While life science tools companies have benefited from increased demand for COVID-19 pandemic tests and diagnostics, and companies like Moderna, BioNTech and Pfizer have pioneered vaccine development, other names have suffered. For example, medical technology companies that make things like pacemakers, artificial heart valves, and surgical robots have been injured because people just stopped going to the hospital like they used to. However, we saw that this industry began to recover in 2021.
Aeta said: “Much has been said about how the COVID-19 pandemic has accelerated growth in the industry. While this may apply to certain areas of health care, such as mRNA vaccines; Overall, the acceleration of growth has really taken more than 20 years, with decades of investments in several industries finally reaching commercial maturity in recent years, from genomics to intelligent medical devices. “
He stated that while healthcare awareness has undoubtedly increased, the judging panel has yet to determine whether events over the past 18 months will cause treatments to get to market faster. This is because COVID-19 pandemic vaccines not only benefited from extensive government funding, clinical trial phases are running in parallel, the approval routes have been accelerated and we were simply lucky that the SARS-CoV-2 spike protein is an effective target, that helped in more rapid development of a vaccine compared to the much more complicated task of developing personalized cancer vaccines, which is one of the primary goals of mRNA technology in the future.
Focus on 3Ds of healthcare
With a broader perspective than just the COVID-19 pandemic, the ETF is targeting what Aeta calls the 3Ds of healthcare: the companies discover Medication companies development Widgets and the company deliver Services.

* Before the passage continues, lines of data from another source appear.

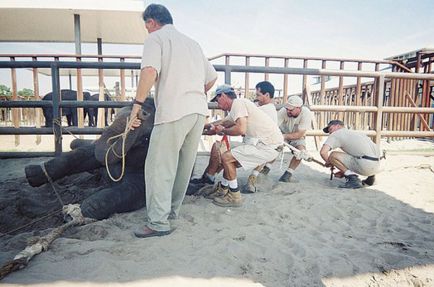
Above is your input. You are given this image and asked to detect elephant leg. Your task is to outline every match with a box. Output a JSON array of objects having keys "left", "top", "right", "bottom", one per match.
[
  {"left": 24, "top": 144, "right": 102, "bottom": 186},
  {"left": 81, "top": 172, "right": 145, "bottom": 220},
  {"left": 71, "top": 108, "right": 78, "bottom": 127},
  {"left": 42, "top": 108, "right": 53, "bottom": 127}
]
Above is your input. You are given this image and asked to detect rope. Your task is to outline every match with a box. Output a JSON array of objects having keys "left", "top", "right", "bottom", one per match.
[
  {"left": 41, "top": 163, "right": 65, "bottom": 206},
  {"left": 105, "top": 117, "right": 131, "bottom": 182},
  {"left": 53, "top": 119, "right": 78, "bottom": 139},
  {"left": 0, "top": 209, "right": 62, "bottom": 238}
]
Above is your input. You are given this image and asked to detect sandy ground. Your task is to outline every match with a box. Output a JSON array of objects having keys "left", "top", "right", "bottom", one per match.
[{"left": 0, "top": 140, "right": 434, "bottom": 286}]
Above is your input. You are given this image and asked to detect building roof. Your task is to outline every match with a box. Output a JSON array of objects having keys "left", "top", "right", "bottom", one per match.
[{"left": 0, "top": 0, "right": 147, "bottom": 44}]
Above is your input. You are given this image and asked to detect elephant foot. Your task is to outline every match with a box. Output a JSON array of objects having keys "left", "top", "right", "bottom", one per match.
[
  {"left": 24, "top": 164, "right": 48, "bottom": 187},
  {"left": 69, "top": 139, "right": 94, "bottom": 149}
]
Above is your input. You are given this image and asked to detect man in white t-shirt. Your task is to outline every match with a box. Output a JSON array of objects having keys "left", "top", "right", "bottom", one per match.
[
  {"left": 320, "top": 120, "right": 380, "bottom": 188},
  {"left": 241, "top": 81, "right": 277, "bottom": 193},
  {"left": 130, "top": 4, "right": 217, "bottom": 238},
  {"left": 277, "top": 96, "right": 313, "bottom": 182},
  {"left": 194, "top": 85, "right": 283, "bottom": 207}
]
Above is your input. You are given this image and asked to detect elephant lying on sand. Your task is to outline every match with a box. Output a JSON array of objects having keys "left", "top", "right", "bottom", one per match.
[{"left": 25, "top": 99, "right": 155, "bottom": 219}]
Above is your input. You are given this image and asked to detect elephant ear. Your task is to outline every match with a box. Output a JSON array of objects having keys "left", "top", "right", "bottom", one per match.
[{"left": 95, "top": 107, "right": 141, "bottom": 165}]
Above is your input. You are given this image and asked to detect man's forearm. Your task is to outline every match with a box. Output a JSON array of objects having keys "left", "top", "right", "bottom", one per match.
[
  {"left": 135, "top": 68, "right": 157, "bottom": 103},
  {"left": 283, "top": 131, "right": 306, "bottom": 141}
]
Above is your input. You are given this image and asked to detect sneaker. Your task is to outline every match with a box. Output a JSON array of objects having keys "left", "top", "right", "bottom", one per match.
[
  {"left": 362, "top": 175, "right": 375, "bottom": 186},
  {"left": 339, "top": 174, "right": 363, "bottom": 189},
  {"left": 260, "top": 166, "right": 270, "bottom": 175},
  {"left": 204, "top": 182, "right": 229, "bottom": 199},
  {"left": 212, "top": 188, "right": 243, "bottom": 207},
  {"left": 279, "top": 171, "right": 292, "bottom": 182},
  {"left": 241, "top": 174, "right": 256, "bottom": 193},
  {"left": 186, "top": 174, "right": 214, "bottom": 195}
]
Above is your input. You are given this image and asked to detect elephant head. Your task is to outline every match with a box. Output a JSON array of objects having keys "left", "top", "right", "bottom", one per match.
[{"left": 95, "top": 98, "right": 155, "bottom": 165}]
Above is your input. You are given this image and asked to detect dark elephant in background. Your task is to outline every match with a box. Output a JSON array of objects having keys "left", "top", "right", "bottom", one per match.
[
  {"left": 25, "top": 98, "right": 155, "bottom": 219},
  {"left": 84, "top": 93, "right": 113, "bottom": 127},
  {"left": 42, "top": 89, "right": 91, "bottom": 127}
]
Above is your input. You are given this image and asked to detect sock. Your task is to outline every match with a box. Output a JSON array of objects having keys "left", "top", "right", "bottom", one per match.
[
  {"left": 228, "top": 179, "right": 238, "bottom": 189},
  {"left": 344, "top": 169, "right": 357, "bottom": 176},
  {"left": 220, "top": 177, "right": 229, "bottom": 187},
  {"left": 206, "top": 173, "right": 215, "bottom": 182}
]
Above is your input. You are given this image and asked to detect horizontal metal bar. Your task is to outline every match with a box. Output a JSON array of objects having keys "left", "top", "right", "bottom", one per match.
[
  {"left": 214, "top": 65, "right": 434, "bottom": 80},
  {"left": 0, "top": 101, "right": 219, "bottom": 110},
  {"left": 0, "top": 61, "right": 140, "bottom": 70},
  {"left": 0, "top": 127, "right": 104, "bottom": 135},
  {"left": 0, "top": 151, "right": 54, "bottom": 159},
  {"left": 0, "top": 61, "right": 434, "bottom": 80}
]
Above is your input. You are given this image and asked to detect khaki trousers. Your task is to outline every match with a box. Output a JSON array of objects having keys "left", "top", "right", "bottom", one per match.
[{"left": 145, "top": 114, "right": 205, "bottom": 231}]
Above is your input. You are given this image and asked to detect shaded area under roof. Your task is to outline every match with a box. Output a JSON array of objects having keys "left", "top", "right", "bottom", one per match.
[{"left": 0, "top": 0, "right": 147, "bottom": 44}]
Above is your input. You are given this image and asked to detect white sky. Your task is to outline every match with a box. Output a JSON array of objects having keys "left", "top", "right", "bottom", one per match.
[{"left": 0, "top": 0, "right": 434, "bottom": 96}]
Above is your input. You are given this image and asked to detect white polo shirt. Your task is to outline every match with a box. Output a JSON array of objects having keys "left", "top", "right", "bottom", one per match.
[{"left": 141, "top": 24, "right": 217, "bottom": 125}]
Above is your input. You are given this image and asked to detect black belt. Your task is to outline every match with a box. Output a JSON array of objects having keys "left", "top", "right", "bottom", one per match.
[{"left": 355, "top": 155, "right": 380, "bottom": 161}]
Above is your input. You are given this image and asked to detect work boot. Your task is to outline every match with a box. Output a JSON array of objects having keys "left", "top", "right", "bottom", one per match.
[
  {"left": 186, "top": 174, "right": 214, "bottom": 195},
  {"left": 204, "top": 182, "right": 229, "bottom": 199},
  {"left": 241, "top": 174, "right": 256, "bottom": 193},
  {"left": 260, "top": 166, "right": 270, "bottom": 175},
  {"left": 279, "top": 170, "right": 292, "bottom": 182},
  {"left": 362, "top": 175, "right": 375, "bottom": 186},
  {"left": 339, "top": 174, "right": 363, "bottom": 189},
  {"left": 212, "top": 188, "right": 243, "bottom": 207}
]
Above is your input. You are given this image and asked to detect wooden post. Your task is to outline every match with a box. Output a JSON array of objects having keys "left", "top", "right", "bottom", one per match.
[
  {"left": 319, "top": 60, "right": 327, "bottom": 132},
  {"left": 375, "top": 75, "right": 384, "bottom": 149},
  {"left": 76, "top": 57, "right": 84, "bottom": 138},
  {"left": 120, "top": 58, "right": 125, "bottom": 101},
  {"left": 302, "top": 59, "right": 310, "bottom": 102},
  {"left": 264, "top": 57, "right": 270, "bottom": 81},
  {"left": 11, "top": 57, "right": 21, "bottom": 146},
  {"left": 244, "top": 56, "right": 250, "bottom": 98},
  {"left": 32, "top": 57, "right": 42, "bottom": 145},
  {"left": 338, "top": 61, "right": 345, "bottom": 120},
  {"left": 282, "top": 58, "right": 290, "bottom": 104}
]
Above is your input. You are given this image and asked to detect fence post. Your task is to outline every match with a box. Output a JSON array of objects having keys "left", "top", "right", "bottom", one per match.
[
  {"left": 375, "top": 75, "right": 384, "bottom": 148},
  {"left": 51, "top": 63, "right": 62, "bottom": 156}
]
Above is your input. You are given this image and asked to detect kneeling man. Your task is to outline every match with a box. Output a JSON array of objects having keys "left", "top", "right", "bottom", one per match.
[{"left": 320, "top": 120, "right": 380, "bottom": 188}]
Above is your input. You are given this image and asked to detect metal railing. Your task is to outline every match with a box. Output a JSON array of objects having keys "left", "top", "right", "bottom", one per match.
[{"left": 0, "top": 57, "right": 434, "bottom": 157}]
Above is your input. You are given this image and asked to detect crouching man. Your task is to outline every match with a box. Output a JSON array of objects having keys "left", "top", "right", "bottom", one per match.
[
  {"left": 198, "top": 85, "right": 283, "bottom": 207},
  {"left": 320, "top": 120, "right": 380, "bottom": 188}
]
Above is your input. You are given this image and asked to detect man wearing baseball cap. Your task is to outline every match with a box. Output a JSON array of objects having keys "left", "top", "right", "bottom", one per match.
[
  {"left": 277, "top": 96, "right": 313, "bottom": 182},
  {"left": 190, "top": 85, "right": 283, "bottom": 207},
  {"left": 320, "top": 120, "right": 380, "bottom": 188}
]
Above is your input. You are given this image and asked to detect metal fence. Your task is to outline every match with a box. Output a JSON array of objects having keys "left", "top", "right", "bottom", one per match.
[{"left": 0, "top": 57, "right": 434, "bottom": 158}]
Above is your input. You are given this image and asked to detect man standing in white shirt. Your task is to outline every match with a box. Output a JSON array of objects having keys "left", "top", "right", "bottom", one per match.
[
  {"left": 130, "top": 4, "right": 217, "bottom": 238},
  {"left": 241, "top": 81, "right": 277, "bottom": 193},
  {"left": 277, "top": 96, "right": 313, "bottom": 182},
  {"left": 199, "top": 86, "right": 283, "bottom": 207}
]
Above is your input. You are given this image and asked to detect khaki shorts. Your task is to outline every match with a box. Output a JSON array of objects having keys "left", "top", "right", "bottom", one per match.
[
  {"left": 340, "top": 154, "right": 380, "bottom": 176},
  {"left": 286, "top": 139, "right": 306, "bottom": 148},
  {"left": 231, "top": 143, "right": 279, "bottom": 170}
]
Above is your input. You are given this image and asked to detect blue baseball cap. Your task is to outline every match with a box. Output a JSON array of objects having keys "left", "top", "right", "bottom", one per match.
[{"left": 211, "top": 85, "right": 235, "bottom": 102}]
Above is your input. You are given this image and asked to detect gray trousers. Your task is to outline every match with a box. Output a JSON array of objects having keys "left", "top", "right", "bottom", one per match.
[{"left": 145, "top": 114, "right": 205, "bottom": 231}]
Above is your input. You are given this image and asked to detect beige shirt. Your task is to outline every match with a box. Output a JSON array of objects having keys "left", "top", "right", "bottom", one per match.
[
  {"left": 141, "top": 24, "right": 217, "bottom": 125},
  {"left": 259, "top": 103, "right": 277, "bottom": 124},
  {"left": 229, "top": 99, "right": 283, "bottom": 145},
  {"left": 277, "top": 106, "right": 313, "bottom": 134},
  {"left": 324, "top": 128, "right": 380, "bottom": 158}
]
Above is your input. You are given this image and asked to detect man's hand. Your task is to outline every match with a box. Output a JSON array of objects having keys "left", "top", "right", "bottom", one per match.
[
  {"left": 128, "top": 104, "right": 142, "bottom": 130},
  {"left": 202, "top": 124, "right": 216, "bottom": 136},
  {"left": 215, "top": 125, "right": 225, "bottom": 135}
]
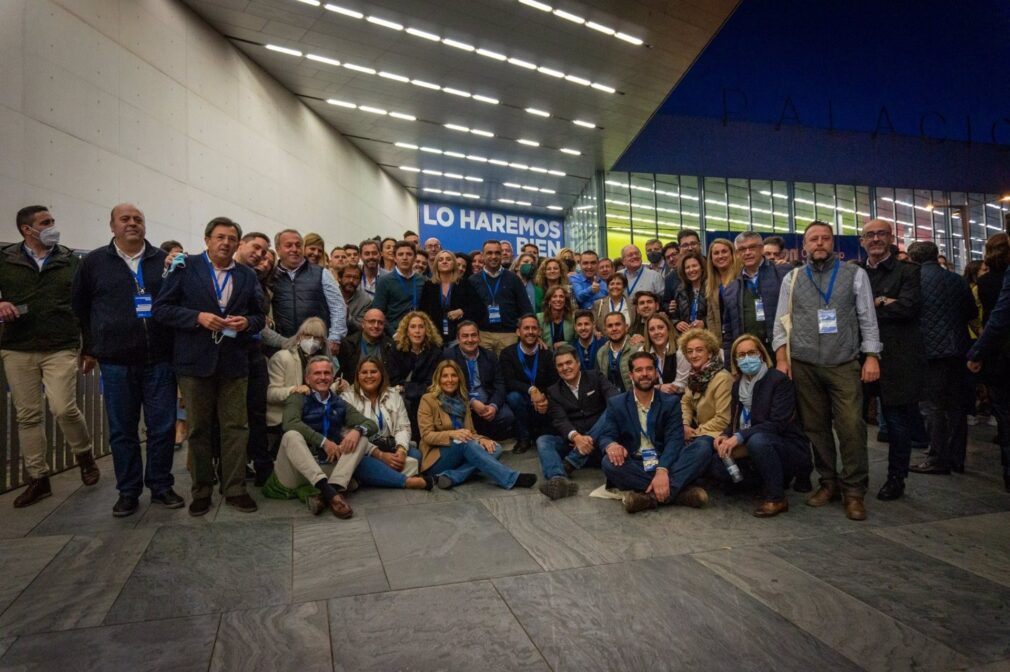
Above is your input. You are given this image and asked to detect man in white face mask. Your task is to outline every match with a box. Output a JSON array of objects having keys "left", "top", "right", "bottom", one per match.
[{"left": 0, "top": 205, "right": 99, "bottom": 508}]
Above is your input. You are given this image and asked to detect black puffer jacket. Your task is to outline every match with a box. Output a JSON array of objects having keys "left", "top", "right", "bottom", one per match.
[{"left": 919, "top": 262, "right": 976, "bottom": 360}]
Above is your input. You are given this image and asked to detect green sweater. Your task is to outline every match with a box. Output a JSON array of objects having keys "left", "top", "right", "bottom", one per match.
[{"left": 0, "top": 243, "right": 81, "bottom": 352}]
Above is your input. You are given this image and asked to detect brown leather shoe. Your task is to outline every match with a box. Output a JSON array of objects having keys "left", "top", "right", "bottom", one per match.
[
  {"left": 754, "top": 499, "right": 789, "bottom": 518},
  {"left": 674, "top": 485, "right": 708, "bottom": 508},
  {"left": 14, "top": 476, "right": 53, "bottom": 508},
  {"left": 845, "top": 497, "right": 867, "bottom": 520},
  {"left": 77, "top": 452, "right": 101, "bottom": 485},
  {"left": 623, "top": 492, "right": 657, "bottom": 513},
  {"left": 807, "top": 482, "right": 840, "bottom": 506},
  {"left": 329, "top": 495, "right": 355, "bottom": 520}
]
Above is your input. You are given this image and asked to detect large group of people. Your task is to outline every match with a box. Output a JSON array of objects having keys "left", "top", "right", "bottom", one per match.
[{"left": 0, "top": 203, "right": 1010, "bottom": 520}]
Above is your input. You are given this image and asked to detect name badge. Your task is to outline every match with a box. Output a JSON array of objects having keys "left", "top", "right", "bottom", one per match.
[
  {"left": 817, "top": 308, "right": 838, "bottom": 333},
  {"left": 488, "top": 303, "right": 502, "bottom": 324},
  {"left": 133, "top": 294, "right": 154, "bottom": 318},
  {"left": 641, "top": 448, "right": 660, "bottom": 471}
]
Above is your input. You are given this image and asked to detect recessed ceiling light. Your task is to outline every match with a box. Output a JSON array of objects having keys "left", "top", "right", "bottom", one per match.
[
  {"left": 407, "top": 28, "right": 441, "bottom": 42},
  {"left": 343, "top": 63, "right": 376, "bottom": 75},
  {"left": 305, "top": 54, "right": 340, "bottom": 67},
  {"left": 323, "top": 5, "right": 365, "bottom": 18},
  {"left": 367, "top": 16, "right": 403, "bottom": 30},
  {"left": 267, "top": 44, "right": 302, "bottom": 56}
]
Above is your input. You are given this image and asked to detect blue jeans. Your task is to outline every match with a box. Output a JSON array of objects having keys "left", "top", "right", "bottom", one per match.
[
  {"left": 505, "top": 392, "right": 547, "bottom": 441},
  {"left": 602, "top": 437, "right": 715, "bottom": 503},
  {"left": 536, "top": 411, "right": 607, "bottom": 480},
  {"left": 428, "top": 441, "right": 519, "bottom": 490},
  {"left": 355, "top": 448, "right": 421, "bottom": 489},
  {"left": 101, "top": 363, "right": 176, "bottom": 497}
]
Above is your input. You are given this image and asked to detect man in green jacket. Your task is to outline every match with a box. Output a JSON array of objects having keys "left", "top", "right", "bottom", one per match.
[{"left": 0, "top": 205, "right": 99, "bottom": 508}]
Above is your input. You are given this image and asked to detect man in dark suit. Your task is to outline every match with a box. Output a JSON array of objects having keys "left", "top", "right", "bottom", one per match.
[
  {"left": 443, "top": 319, "right": 515, "bottom": 441},
  {"left": 600, "top": 352, "right": 713, "bottom": 513},
  {"left": 154, "top": 217, "right": 267, "bottom": 515},
  {"left": 499, "top": 313, "right": 558, "bottom": 454},
  {"left": 536, "top": 344, "right": 618, "bottom": 499},
  {"left": 336, "top": 308, "right": 396, "bottom": 382}
]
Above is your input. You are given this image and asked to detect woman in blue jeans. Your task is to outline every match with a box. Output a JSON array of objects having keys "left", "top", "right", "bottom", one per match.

The first bucket Discover drugs, encompasses pharmaceutical and biotech companies and encompasses innovations in antibody-based therapies, traditional small molecule drugs, and emerging gene and cell therapies, with mRNA vaccines at the fore during the pandemic. One benefit of exiting the ETF is that all names in the ETF are capped at 2%. While some of these mega-cap pharma names have many innovations, they are subject to expiring drug patents for their existing portfolio, which limits their growth rate. This feature allows more large to mid-cap companies to get exposure within the ETF, which can offer more long-term growth potential.